Safety in numbers


By Kreisha Ballantyne

Joining an air safari will improve your skills—and the journey will be fun

In October 2008, when I was a then-GFPT student with around 50 hours of total time, I made a decision that changed the way I flew.

Having started the navigational phase of my PPL training, I decided to consolidate my navs into one giant lesson, flying from Camden to Cairns and back again as part of an air safari organised by Curtis Aviation.

In a convoy of four Cessna 182s and a Piper Warrior (who had to leave an hour earlier each day!), I travelled via Ballina and Proserpine, navigating controlled airspace, coastal weather systems and some of Australia’s most scenic beaches. For the homeward leg back to Camden, we tracked via Karumba, Adels Grove, Birdsville and Comeroo Camel Station, experiencing extensive dead reckoning, inland weather systems and some of Australia’s most barren (yet beautiful) landscape.

During that eight-day trip, I learnt the importance of properly applying the park brake on an aircraft (after I watched my poorly secured C182 roll into the back of the Warrior), how to navigate a storm cell (which led to an unscheduled landing at Cairns International Airport—also providing the lesson of how to ask ATC for advice on landing at an unscheduled airport), how to land a C182 on a dirt strip without a windsock, what do to in the case of an alternator failure in a glass cockpit aircraft (not mine, thankfully) and why remaining hydrated and well fed is integral to a good landing.

Along with an instructor and another GFPT student around the same stage as myself, our C182 covered 2800 nautical miles over eight days. It was the steepest learning curve of my life, but when I returned home, I was almost ready for my PPL test.

What I learnt on that trip set the tone for my flying for the future: in 2011, when I flew solo from Sydney to Perth and back for my CPL hours, the lessons learnt from the air safari were vital to the safety and success of that epic trip; in 2015, when I took a Cirrus on tour across NSW and Victoria, the strategies and techniques I’d garnered from the 2008 safari were just as relevant, even in a glass cockpit higher-performance aircraft.

In short, flying in a group, particularly a group that includes instructors and mixed ability pilots, is possibly one of the most valuable learning experiences a pilot can have.

The benefits of training tours

Shelley Ross, aviation travel writer, flying instructor and author of Flying the Outback, is Australia’s most celebrated air-safari expert, having experienced more than 30 over 15 years. As a long-time participant in CASA’s Out-n-Back series, she is an advocate of air safaris and group flying as a means of gaining confidence as a pilot.

After her first real safari in 2004, she immediately realised the potential for learning. ‘Ah yes, my first trip, my first glimpse of the Kimberley. It took me about three months to plan and I was so nervous on day one, I couldn’t speak, let alone eat,’ she says.
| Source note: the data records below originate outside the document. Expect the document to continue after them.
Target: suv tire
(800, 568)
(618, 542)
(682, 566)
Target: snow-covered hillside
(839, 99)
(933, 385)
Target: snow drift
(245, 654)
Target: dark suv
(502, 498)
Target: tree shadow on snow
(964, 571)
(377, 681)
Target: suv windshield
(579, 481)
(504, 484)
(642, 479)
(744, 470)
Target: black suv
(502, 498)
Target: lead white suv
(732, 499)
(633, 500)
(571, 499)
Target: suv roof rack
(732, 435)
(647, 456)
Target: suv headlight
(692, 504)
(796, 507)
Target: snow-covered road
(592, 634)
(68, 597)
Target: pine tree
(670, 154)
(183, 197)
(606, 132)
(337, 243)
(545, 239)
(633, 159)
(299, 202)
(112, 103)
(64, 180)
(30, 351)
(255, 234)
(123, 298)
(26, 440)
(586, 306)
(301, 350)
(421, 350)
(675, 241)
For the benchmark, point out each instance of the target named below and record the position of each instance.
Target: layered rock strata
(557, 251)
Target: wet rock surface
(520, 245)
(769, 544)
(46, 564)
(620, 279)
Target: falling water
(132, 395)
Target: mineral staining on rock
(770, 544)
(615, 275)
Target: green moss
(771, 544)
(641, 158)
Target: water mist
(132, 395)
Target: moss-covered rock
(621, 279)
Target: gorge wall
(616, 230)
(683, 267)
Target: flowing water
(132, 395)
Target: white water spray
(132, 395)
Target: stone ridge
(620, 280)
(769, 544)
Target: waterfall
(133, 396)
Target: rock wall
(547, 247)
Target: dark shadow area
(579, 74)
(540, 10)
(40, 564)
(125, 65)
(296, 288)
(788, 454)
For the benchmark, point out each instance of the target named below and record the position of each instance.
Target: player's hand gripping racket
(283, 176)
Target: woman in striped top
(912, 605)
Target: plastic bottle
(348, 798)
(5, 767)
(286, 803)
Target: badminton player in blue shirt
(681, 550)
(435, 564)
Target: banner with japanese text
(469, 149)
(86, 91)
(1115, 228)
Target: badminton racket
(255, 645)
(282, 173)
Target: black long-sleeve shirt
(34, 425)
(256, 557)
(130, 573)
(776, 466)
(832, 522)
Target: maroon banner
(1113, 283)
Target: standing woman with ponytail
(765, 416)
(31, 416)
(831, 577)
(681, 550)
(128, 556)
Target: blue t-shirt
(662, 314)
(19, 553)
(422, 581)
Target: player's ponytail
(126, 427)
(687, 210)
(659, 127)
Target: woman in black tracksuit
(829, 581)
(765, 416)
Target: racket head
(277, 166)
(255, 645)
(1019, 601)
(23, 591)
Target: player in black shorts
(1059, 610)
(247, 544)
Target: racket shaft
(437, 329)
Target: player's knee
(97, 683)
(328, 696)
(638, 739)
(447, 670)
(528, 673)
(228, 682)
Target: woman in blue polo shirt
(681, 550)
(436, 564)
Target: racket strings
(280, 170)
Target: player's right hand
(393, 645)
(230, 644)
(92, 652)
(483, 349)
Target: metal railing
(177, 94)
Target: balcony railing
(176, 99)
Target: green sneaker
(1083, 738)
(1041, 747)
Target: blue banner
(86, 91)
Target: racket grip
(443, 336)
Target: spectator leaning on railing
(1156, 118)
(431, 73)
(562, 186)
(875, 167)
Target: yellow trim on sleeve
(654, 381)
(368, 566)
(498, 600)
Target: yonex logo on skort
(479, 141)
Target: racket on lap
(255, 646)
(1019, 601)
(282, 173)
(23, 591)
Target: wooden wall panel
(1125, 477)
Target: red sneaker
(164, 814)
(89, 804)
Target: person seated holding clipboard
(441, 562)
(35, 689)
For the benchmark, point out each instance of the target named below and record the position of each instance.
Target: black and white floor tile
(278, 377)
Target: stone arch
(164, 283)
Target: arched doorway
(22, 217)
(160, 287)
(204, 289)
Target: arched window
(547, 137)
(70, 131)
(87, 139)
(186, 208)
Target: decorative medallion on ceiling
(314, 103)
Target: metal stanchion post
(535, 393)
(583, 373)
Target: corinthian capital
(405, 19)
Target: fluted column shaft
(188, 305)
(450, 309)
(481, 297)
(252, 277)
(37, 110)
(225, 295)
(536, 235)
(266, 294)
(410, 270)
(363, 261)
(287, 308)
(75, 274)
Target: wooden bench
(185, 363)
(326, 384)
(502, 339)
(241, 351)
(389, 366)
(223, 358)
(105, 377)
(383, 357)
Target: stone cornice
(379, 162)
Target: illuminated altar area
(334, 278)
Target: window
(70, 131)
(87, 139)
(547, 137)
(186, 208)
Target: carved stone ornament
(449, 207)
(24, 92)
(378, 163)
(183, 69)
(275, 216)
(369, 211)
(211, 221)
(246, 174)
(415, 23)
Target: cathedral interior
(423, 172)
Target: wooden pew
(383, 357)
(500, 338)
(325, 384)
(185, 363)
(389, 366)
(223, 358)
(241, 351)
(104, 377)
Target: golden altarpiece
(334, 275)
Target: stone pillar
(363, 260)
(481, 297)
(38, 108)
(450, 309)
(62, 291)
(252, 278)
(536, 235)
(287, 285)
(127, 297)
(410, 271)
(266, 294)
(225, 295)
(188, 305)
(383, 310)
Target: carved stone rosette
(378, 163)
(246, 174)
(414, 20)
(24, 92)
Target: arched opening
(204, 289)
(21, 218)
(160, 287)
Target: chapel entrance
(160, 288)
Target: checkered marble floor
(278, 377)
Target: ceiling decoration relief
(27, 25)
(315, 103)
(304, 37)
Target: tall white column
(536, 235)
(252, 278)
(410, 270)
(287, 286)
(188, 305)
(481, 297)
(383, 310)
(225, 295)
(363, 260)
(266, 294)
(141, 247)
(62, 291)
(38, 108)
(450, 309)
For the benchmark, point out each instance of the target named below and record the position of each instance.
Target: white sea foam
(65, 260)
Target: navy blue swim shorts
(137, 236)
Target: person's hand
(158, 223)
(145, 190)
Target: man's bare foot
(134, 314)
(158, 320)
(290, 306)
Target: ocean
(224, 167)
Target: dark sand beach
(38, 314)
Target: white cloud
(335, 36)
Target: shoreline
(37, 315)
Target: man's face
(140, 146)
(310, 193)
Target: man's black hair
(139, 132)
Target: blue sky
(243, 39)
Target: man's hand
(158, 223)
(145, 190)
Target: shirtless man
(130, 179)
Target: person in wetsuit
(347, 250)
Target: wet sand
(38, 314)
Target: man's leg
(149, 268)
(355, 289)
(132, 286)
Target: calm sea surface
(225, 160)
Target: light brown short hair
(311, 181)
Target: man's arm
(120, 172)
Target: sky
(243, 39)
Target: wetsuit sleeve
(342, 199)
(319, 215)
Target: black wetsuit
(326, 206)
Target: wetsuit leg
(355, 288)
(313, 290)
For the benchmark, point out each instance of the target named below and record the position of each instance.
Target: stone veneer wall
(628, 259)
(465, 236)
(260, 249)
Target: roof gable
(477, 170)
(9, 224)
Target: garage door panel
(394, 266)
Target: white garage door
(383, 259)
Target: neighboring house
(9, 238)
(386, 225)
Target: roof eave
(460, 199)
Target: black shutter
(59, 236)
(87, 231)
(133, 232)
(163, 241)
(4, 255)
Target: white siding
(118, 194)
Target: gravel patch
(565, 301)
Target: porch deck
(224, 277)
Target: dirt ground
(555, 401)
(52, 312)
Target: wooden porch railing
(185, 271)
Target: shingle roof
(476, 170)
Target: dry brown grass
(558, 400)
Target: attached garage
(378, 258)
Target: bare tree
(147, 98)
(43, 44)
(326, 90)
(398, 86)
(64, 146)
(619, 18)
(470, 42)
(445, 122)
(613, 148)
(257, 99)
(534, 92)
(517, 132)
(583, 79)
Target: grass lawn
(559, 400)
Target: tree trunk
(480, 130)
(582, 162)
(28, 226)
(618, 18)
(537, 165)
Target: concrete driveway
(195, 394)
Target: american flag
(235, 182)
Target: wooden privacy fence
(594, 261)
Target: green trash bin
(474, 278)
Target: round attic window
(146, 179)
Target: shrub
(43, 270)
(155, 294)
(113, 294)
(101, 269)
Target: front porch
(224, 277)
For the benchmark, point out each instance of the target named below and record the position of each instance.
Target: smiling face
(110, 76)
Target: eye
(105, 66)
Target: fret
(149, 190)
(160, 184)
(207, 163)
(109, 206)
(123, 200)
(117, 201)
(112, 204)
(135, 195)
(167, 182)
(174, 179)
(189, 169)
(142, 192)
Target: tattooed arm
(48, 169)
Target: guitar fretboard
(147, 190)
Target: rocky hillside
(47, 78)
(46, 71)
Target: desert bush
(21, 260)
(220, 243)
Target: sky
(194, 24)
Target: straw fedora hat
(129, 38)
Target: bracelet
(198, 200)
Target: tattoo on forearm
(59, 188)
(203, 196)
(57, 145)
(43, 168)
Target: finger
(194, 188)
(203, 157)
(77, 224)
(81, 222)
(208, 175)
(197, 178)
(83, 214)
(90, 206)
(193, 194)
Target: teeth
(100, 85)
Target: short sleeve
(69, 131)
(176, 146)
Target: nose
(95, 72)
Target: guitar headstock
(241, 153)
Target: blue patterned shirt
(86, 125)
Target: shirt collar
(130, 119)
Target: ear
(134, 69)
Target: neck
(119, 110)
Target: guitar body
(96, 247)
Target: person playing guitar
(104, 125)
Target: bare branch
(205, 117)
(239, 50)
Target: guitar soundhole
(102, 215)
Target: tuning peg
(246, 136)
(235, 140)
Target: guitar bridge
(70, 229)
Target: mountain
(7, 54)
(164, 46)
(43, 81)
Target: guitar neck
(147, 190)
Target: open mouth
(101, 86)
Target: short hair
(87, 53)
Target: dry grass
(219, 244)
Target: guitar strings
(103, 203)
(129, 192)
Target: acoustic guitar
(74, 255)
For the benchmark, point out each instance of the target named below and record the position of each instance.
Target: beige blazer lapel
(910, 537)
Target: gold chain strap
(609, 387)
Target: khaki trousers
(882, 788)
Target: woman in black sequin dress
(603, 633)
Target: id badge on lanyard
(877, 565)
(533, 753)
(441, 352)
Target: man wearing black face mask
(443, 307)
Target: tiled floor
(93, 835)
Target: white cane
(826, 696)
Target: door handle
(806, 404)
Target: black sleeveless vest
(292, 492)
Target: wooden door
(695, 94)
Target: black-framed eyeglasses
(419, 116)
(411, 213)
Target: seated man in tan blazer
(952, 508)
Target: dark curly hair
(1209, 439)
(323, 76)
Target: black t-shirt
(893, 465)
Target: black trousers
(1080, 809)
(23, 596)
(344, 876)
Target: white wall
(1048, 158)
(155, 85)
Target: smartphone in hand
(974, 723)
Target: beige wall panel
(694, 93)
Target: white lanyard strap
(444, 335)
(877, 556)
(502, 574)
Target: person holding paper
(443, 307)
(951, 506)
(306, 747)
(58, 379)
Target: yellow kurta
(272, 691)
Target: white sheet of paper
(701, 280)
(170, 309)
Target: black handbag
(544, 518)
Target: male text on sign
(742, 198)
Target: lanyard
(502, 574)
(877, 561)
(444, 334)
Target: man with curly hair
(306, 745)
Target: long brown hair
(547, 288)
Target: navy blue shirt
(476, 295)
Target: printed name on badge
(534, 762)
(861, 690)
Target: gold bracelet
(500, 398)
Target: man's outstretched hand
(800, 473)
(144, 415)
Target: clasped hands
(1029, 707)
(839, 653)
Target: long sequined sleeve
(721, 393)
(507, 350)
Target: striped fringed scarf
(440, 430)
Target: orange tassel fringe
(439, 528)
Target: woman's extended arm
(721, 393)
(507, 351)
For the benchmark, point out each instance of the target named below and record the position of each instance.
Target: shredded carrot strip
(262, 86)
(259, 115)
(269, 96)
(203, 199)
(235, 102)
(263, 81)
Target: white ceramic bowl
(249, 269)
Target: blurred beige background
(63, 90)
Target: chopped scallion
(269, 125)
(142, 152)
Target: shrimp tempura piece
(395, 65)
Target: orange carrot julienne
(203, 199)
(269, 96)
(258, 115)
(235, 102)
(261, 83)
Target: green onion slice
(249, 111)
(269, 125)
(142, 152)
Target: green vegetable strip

‘But a little light was ignited on that trip and I didn’t realise quite how bright that was to become. Under the guiding hand of veteran outback pilot Graham Boatman of Stawell Aviation, I learnt that getting your PPL gives you just the tip of the iceberg of knowledge that is going to keep you alive in the sky. Experience, confronting decisions and learning from your mistakes are the building blocks of a long and safe flying career. And to this day, I’m still learning. Every single day I fly, I learn something.

‘That was also the trip where I redesigned my prop on day two, doing very thorough run-ups—on stones, not moving, high power—just like it said to do in the checklist. Welcome to the outback!

‘After five safaris as a tag along with Stawell Aviation over six years, we’d covered a lot of the country and met the mob who have turned out to be our lifelong flying buddies.’

Like me, Shelley also experienced the steep learning curve of Curtis Aviation’s air safaris.

‘These Curtis trips, where students or PPLs rotate through the left-hand seat every second or third leg, taught me hands down the depth of learning that continues when you’re in a relaxed non-pilot seat,’ she says. ‘By this time, I figured we could try and give a safari a go on our own. That worked.’

Comfort in a crowd

Shelley and her colleague Catherine Fitzsimons of WardAir now specialise in designing and running carefully tailored air adventures, following a route and time frame of their choice. After dozens of training tours, Shelley and Catherine are experts in the ‘comfort in numbers’ aspect of group flying.

‘If you have engine trouble or a flat tyre or some other impediment to a happy day, you’re going to love having other pilots around you,’ Shelley says. ‘Whether it’s tools or advice or another set of hands you need, if you’re outback and in trouble, you really don’t want to be on your own. All you hardcore bush pilots can say what you want, but I’ve watched it over 15 years and everybody always helps one another out. It’s a thing.

‘Fleet flying, however, is an acquired skill and takes the utmost attention. A group of five aircraft about to arrive at the same airfield means faultless communication, a planned order of departure from the previous location (‘fastest first’ works for us), separation disciplines at the destination circuit and, quite often, patience. Taxiing and parking your fleet of five efficiently, particularly on dirt, requires etiquette, prop care and tons of common sense. Have a vat of gin handy if you’re wrangling more than six in a tight space.’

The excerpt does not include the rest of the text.